Application Open:
Full-Time
Job Purpose:
The GPU Cluster System Engineer will play a role at the forefront of optimizing performance for GPU clusters and help ensure the healthiness of the cluster. The ideal candidate will have a strong background in GPU architecture, parallel computing, and hands-on experience in system level performance tuning, debug methodologies, and data center management.
Key Responsibilities:
- Performance Optimization: Collaborate with hardware and software teams to enhance the overall performance of GPU clusters, focusing on aspects such as throughput, latency, and GPU utilization.
- Benchmarking and Analysis: Develop and execute comprehensive benchmarking strategies to assess baseline performance, analyze bottlenecks, and identify areas for improvement within GPU cluster environments.
- Cluster Stability: Evaluate the stability of GPU clusters by conducting thorough testing under various workloads, ensuring optimal performance across of the cluster at the large scales.

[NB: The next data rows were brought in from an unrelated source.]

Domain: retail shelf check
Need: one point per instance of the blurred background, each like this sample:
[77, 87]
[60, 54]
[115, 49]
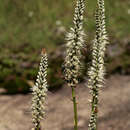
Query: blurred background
[27, 26]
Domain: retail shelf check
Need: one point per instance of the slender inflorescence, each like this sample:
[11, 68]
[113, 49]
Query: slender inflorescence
[75, 42]
[72, 64]
[40, 92]
[96, 71]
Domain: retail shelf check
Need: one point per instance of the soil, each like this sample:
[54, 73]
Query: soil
[114, 108]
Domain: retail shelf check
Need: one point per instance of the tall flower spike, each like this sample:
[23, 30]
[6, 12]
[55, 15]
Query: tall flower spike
[96, 71]
[39, 92]
[75, 42]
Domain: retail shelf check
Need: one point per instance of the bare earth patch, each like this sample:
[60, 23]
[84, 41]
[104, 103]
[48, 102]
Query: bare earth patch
[114, 111]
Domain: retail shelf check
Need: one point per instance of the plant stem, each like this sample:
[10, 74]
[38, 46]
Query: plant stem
[75, 109]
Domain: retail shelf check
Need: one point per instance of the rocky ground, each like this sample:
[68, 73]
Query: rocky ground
[114, 111]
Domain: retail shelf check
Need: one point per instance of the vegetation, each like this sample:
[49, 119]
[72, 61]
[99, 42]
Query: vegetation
[27, 26]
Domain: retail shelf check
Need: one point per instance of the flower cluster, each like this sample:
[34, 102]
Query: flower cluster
[96, 71]
[75, 42]
[40, 92]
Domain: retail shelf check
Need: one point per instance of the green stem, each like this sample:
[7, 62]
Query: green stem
[38, 127]
[75, 109]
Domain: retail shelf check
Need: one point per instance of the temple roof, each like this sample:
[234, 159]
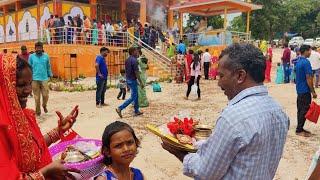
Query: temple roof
[214, 7]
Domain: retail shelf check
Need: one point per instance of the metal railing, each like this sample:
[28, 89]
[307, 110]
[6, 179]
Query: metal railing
[72, 35]
[216, 37]
[161, 60]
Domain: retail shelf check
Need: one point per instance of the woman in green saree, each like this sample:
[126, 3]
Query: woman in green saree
[95, 33]
[142, 94]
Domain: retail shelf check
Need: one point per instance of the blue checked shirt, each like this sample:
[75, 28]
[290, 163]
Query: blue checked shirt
[247, 142]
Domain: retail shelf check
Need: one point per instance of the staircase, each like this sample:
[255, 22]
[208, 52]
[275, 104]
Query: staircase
[159, 65]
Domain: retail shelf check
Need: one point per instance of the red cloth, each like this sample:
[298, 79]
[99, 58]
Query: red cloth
[188, 66]
[267, 71]
[286, 55]
[23, 149]
[268, 65]
[270, 53]
[25, 56]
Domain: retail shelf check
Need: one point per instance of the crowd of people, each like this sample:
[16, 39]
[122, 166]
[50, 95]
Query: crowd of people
[251, 123]
[75, 30]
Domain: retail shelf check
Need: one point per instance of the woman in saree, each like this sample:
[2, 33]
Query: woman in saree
[188, 62]
[95, 33]
[24, 150]
[180, 67]
[142, 94]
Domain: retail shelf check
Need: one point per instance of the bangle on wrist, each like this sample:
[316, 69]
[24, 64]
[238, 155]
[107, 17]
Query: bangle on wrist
[37, 176]
[54, 135]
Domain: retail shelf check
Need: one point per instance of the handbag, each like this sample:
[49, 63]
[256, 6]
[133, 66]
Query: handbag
[313, 112]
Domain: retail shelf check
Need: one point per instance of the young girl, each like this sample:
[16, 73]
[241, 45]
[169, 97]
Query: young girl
[195, 75]
[119, 146]
[122, 85]
[280, 75]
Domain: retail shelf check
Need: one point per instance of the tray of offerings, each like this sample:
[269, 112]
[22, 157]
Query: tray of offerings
[183, 135]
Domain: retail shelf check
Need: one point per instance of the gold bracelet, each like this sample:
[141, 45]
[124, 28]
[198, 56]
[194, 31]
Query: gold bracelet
[37, 176]
[54, 135]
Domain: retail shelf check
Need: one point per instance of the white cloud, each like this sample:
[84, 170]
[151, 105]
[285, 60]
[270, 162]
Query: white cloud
[28, 27]
[10, 30]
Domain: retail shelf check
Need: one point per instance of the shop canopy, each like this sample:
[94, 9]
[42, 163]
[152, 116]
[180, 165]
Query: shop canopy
[214, 7]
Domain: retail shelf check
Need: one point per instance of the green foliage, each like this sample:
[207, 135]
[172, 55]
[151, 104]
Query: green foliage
[215, 21]
[280, 16]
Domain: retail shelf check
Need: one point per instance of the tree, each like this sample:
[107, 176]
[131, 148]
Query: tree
[215, 21]
[280, 16]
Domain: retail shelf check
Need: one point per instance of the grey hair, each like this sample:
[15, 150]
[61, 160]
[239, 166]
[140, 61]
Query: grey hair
[247, 57]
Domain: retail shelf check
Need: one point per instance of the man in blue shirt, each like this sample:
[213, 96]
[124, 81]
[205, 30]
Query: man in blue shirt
[304, 87]
[132, 75]
[250, 133]
[101, 76]
[41, 72]
[181, 47]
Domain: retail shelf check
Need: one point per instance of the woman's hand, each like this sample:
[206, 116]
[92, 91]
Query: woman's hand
[65, 123]
[56, 170]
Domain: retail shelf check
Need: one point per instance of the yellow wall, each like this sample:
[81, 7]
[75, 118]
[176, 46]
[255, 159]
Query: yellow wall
[13, 15]
[67, 6]
[33, 12]
[49, 5]
[1, 21]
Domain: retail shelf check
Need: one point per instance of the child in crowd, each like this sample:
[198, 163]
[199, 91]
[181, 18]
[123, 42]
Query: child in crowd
[119, 147]
[122, 85]
[280, 75]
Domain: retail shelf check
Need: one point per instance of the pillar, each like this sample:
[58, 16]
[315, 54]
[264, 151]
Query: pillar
[225, 18]
[5, 12]
[93, 9]
[248, 22]
[123, 10]
[170, 16]
[143, 12]
[17, 8]
[180, 23]
[39, 2]
[225, 26]
[57, 7]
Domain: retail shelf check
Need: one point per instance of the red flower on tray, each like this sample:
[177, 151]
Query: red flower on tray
[182, 127]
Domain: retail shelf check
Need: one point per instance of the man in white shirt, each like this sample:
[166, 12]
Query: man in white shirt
[206, 63]
[315, 64]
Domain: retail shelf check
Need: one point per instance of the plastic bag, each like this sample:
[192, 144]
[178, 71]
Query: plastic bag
[194, 89]
[280, 75]
[156, 87]
[313, 112]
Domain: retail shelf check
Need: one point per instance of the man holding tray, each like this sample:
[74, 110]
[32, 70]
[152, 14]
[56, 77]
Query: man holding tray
[249, 136]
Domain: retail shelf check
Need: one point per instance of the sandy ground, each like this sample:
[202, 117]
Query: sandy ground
[155, 162]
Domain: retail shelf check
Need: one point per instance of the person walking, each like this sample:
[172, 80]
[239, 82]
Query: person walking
[286, 63]
[269, 55]
[315, 64]
[181, 47]
[101, 76]
[206, 63]
[304, 88]
[41, 72]
[24, 53]
[122, 85]
[195, 75]
[142, 92]
[250, 133]
[132, 75]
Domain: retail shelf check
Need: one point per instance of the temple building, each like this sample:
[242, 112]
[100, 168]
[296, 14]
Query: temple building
[23, 22]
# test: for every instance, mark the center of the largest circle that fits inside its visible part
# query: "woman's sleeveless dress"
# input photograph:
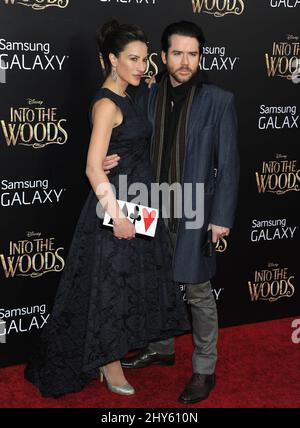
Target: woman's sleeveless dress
(114, 295)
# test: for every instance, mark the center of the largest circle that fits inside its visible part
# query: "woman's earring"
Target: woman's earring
(114, 74)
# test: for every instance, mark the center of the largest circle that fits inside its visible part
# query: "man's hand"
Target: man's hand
(110, 162)
(218, 232)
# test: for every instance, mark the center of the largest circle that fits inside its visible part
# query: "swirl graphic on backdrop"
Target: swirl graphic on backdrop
(41, 5)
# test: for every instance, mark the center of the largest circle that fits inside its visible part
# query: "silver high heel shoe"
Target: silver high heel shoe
(125, 389)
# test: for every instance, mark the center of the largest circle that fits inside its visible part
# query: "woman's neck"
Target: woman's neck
(119, 87)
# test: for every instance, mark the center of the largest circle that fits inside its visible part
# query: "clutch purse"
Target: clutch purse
(144, 218)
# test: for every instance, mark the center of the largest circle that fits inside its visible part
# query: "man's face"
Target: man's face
(182, 58)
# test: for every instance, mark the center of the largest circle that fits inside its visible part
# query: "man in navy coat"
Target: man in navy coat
(194, 141)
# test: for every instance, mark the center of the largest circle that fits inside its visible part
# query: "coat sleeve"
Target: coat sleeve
(228, 168)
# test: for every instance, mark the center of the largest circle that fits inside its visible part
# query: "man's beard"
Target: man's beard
(179, 79)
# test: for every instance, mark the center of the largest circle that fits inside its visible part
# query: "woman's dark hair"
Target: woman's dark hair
(114, 37)
(182, 28)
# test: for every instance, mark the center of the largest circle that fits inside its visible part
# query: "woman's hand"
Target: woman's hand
(123, 229)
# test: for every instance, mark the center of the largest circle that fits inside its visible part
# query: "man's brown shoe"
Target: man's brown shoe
(198, 388)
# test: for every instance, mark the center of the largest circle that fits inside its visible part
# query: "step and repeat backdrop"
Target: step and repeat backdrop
(49, 70)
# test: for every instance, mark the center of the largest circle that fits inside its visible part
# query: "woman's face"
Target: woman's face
(131, 63)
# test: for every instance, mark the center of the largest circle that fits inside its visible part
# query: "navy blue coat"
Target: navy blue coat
(211, 145)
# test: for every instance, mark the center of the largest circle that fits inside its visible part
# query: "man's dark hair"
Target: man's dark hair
(182, 28)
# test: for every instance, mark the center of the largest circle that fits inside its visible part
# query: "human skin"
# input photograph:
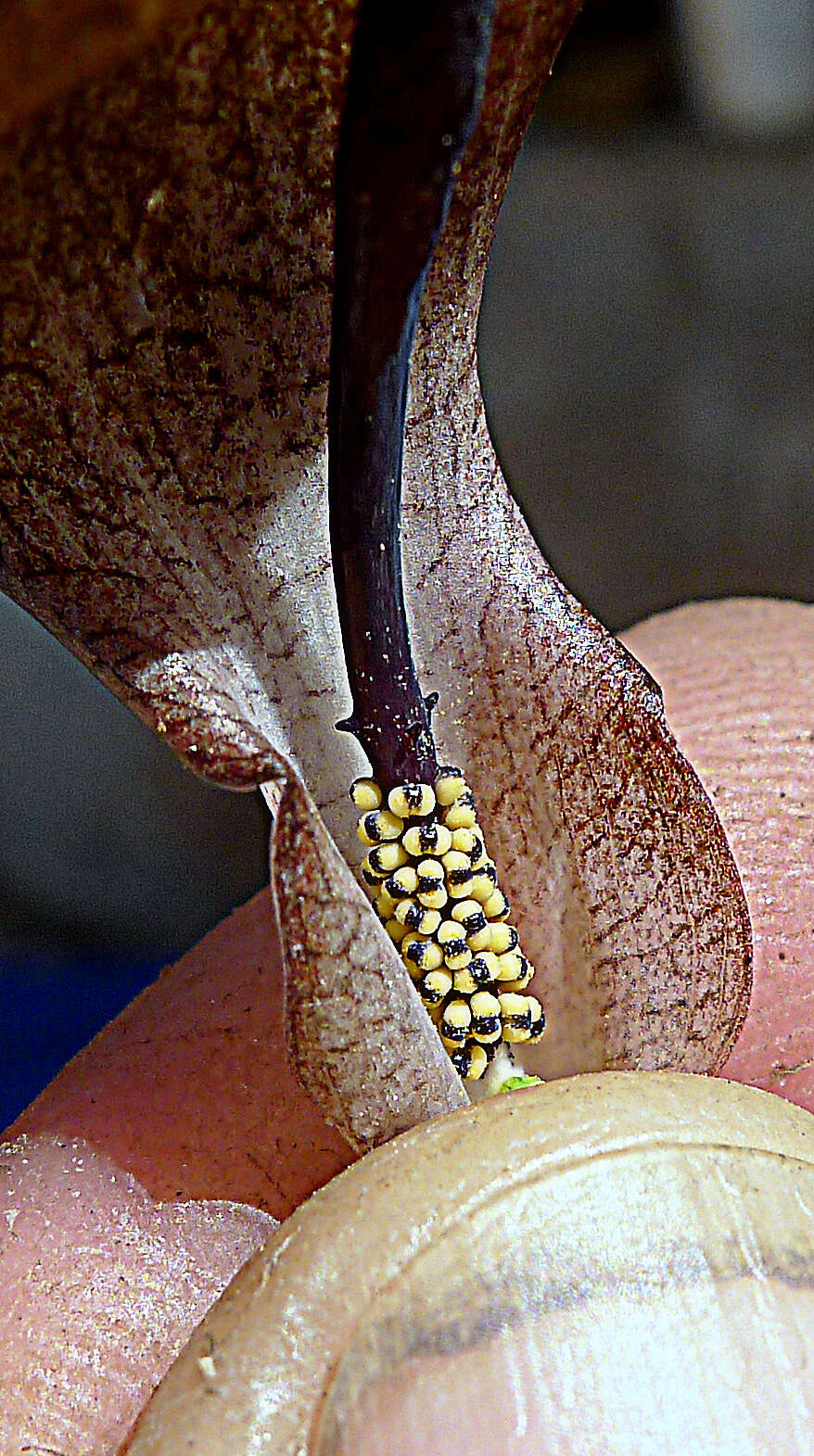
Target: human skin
(150, 1170)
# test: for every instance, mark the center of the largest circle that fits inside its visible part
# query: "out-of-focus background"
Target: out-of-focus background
(647, 361)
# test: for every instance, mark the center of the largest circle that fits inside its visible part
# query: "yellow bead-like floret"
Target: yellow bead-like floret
(467, 842)
(421, 953)
(437, 894)
(449, 785)
(426, 839)
(418, 918)
(434, 986)
(485, 1017)
(413, 800)
(385, 858)
(379, 826)
(461, 814)
(456, 1021)
(502, 938)
(402, 882)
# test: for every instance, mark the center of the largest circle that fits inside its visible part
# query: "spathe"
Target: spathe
(166, 244)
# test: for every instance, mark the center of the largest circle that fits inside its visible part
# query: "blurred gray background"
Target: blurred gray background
(647, 361)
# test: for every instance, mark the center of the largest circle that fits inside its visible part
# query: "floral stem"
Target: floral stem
(413, 92)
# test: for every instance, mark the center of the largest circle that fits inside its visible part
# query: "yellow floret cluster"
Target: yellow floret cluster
(436, 892)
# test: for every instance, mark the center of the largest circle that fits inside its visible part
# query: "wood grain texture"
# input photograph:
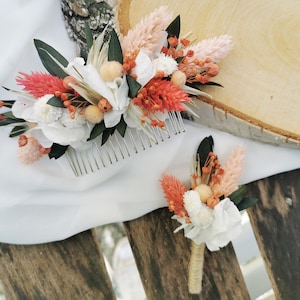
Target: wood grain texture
(275, 221)
(260, 76)
(71, 269)
(162, 258)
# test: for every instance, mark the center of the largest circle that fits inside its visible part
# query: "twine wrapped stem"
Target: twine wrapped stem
(196, 268)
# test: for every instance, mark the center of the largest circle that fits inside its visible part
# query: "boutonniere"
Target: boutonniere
(209, 209)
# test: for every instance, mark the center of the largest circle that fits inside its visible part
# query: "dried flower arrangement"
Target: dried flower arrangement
(208, 211)
(122, 82)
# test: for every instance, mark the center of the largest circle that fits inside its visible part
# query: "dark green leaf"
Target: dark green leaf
(105, 136)
(97, 130)
(204, 148)
(8, 118)
(54, 101)
(114, 48)
(121, 127)
(18, 130)
(174, 28)
(57, 151)
(89, 36)
(83, 54)
(54, 53)
(246, 203)
(133, 85)
(237, 196)
(49, 56)
(8, 103)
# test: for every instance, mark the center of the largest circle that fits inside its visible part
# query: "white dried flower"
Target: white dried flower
(165, 63)
(46, 113)
(225, 226)
(200, 214)
(72, 120)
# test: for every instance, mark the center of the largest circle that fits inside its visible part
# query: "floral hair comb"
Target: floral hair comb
(208, 211)
(122, 95)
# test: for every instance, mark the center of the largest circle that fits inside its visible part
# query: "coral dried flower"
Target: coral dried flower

- Lead and manage the growth of our open-source community from projects such as LLM360.
- Performance Profiling: Utilize profiling tools and methodologies to analyze and identify performance bottlenecks, providing actionable insights for improvement.
- Performance Tuning: Implement optimization strategies, including but not limited to protocol enhancements, load balancing techniques, and parallel processing optimizations.
- Documentation: Create detailed documentation of performance analysis, tuning efforts, and outcomes, providing clear and concise reports for internal teams and stakeholders.
- Collaboration: Work closely with cross-functional teams, including hardware engineers, software developers, and system architects, to integrate performance improvements into the GPU cluster architecture.
- Continuous Learning: Stay current with the latest developments in GPU architectures, parallel processing, and emerging technologies to drive continuous improvement in GPU cluster performance.
Academic Qualifications:
- Bachelor’s Degree or higher in a related technical field (computer science, high performance computing) or the equivalent professional experience.
Professional Experience:
- Proven experience in optimizing the performance of GPU clusters.
- Strong understanding of GPU architectures, parallel computing concepts, and network protocols.
- Proficiency in scripting languages (e.g., Python, Bash) for automation and performance analysis.
- Experience with system level performance analysis tools and methodologies for GPU clusters.
- Analytical mindset with excellent problem-solving and debug skills.
- Familiarity with cluster management tools and systems.
- Excellent communication and collaboration skills for effective teamwork.
- RDMA network configuration, troubleshooting and performance tuning.
- Linux kernel networking expertise.
- Machine learning and/or HPC system design.